In congressional testimony in April before the report was released, Barr demurred when asked whether he believed that the investigation was a “witch hunt” — Trump’s preferred term. It “depends on where you’re sitting,” Barr replied.

“If you are somebody who’s being falsely accused of something, you would tend to view the investigation as a witch hunt,” he said, an apparent reference to the president.

Barr’s testimony stood in contrast to comments he made during his confirmation hearing in January. “I don’t believe Mueller would be involved in a witch hunt,” he said then.

A rift between the men appeared to develop in the intervening months as the special counsel wrapped up his inquiry.

Barr and senior Justice Department officials were frustrated with how Mueller ended his investigation and drafted his report, according to the two people with knowledge of the discussions and another person briefed on the matter.

They expressed irritation that Mueller fell short of his assignment by declining to make a decision about whether Trump broke the law.

That left Barr to clear Trump without the special counsel’s backing.
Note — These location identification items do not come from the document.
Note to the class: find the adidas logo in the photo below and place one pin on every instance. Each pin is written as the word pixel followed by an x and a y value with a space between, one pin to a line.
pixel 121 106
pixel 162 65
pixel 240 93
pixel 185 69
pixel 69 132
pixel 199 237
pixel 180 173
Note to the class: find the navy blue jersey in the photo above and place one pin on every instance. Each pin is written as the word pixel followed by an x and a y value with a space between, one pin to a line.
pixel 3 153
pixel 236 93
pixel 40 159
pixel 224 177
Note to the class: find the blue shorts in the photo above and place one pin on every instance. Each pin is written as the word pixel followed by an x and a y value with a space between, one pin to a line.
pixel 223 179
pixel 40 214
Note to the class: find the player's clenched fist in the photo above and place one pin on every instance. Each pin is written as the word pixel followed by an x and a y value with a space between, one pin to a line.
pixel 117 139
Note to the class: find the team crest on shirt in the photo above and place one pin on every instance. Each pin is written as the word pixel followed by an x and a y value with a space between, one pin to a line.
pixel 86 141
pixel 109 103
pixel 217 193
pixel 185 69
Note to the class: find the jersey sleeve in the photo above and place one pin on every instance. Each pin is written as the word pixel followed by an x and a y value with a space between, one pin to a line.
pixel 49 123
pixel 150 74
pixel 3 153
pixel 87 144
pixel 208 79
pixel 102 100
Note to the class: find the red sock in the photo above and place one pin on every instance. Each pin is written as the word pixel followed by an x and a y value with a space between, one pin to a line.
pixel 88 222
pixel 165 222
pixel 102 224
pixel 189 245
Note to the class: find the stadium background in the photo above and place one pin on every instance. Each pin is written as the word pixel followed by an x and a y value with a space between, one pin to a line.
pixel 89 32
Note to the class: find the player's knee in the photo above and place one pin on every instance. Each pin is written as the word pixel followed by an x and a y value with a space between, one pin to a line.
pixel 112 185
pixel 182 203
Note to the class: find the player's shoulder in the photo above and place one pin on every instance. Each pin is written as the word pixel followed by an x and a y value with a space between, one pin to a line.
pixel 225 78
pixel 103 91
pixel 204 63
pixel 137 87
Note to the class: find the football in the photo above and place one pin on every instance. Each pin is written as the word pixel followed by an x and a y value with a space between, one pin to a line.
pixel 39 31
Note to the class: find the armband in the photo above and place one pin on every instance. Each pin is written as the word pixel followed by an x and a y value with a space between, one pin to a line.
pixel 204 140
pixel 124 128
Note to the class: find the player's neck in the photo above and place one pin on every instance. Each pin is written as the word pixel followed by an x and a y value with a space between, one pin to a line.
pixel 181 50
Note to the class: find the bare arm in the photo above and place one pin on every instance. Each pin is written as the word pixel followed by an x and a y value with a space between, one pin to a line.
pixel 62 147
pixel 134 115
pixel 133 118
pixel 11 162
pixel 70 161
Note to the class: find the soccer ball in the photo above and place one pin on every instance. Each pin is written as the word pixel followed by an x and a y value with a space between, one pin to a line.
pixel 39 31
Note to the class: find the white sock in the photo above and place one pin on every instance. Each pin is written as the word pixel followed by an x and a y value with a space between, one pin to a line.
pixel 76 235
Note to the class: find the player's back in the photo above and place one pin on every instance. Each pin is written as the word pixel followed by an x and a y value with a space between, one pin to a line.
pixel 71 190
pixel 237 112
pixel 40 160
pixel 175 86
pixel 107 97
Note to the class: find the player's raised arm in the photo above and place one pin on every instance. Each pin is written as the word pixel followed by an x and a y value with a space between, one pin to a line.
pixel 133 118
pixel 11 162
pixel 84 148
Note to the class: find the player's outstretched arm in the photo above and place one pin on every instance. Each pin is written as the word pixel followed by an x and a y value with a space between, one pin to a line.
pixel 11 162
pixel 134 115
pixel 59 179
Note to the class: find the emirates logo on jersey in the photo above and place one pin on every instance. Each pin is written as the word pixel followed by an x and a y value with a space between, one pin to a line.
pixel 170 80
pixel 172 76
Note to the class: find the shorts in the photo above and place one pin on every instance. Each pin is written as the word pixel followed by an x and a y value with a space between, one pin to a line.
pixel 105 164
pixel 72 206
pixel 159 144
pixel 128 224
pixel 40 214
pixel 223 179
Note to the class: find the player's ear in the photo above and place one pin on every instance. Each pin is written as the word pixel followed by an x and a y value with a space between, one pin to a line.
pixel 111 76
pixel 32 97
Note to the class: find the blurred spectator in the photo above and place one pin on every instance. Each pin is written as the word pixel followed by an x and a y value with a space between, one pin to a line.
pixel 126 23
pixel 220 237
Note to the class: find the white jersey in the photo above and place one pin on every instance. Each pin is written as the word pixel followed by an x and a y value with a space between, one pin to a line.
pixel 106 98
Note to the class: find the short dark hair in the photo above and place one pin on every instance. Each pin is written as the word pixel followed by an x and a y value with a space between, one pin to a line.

The senior department officials also found Mueller’s rationale for stopping short of deciding whether Trump committed a crime to be confusing and contradictory, and they concluded that Mueller’s report showed that there was no case against  Trump.

But Mueller did lay out evidence against the president.

After explaining that he had declined to make a prosecutorial judgment, citing as a factor a Justice Department view that sitting presidents cannot be indicted, the special counsel detailed more than a dozen attempts by the president to impede the inquiry.

He also left open the door for charges after Trump leaves office.

“If we had confidence after a thorough investigation of the facts that the president clearly did not commit obstruction of justice, we would so state,” Mueller and his investigators wrote. “Based on the facts and the applicable legal standards, however, we are unable to reach that judgment.”

Some of the special counsel’s investigators have told associates that they were angry about Barr’s initial characterization of their findings, government officials and others have said, and that their conclusions were more troubling for Trump than Barr indicated in his four-page letter.

That proved to be the case.

In once instance, Barr took Mueller’s words out of context to suggest that the president had no motive to obstruct justice.

In another instance, he plucked a fragment from a sentence in the Mueller report that made a conclusion seem less damaging for Trump.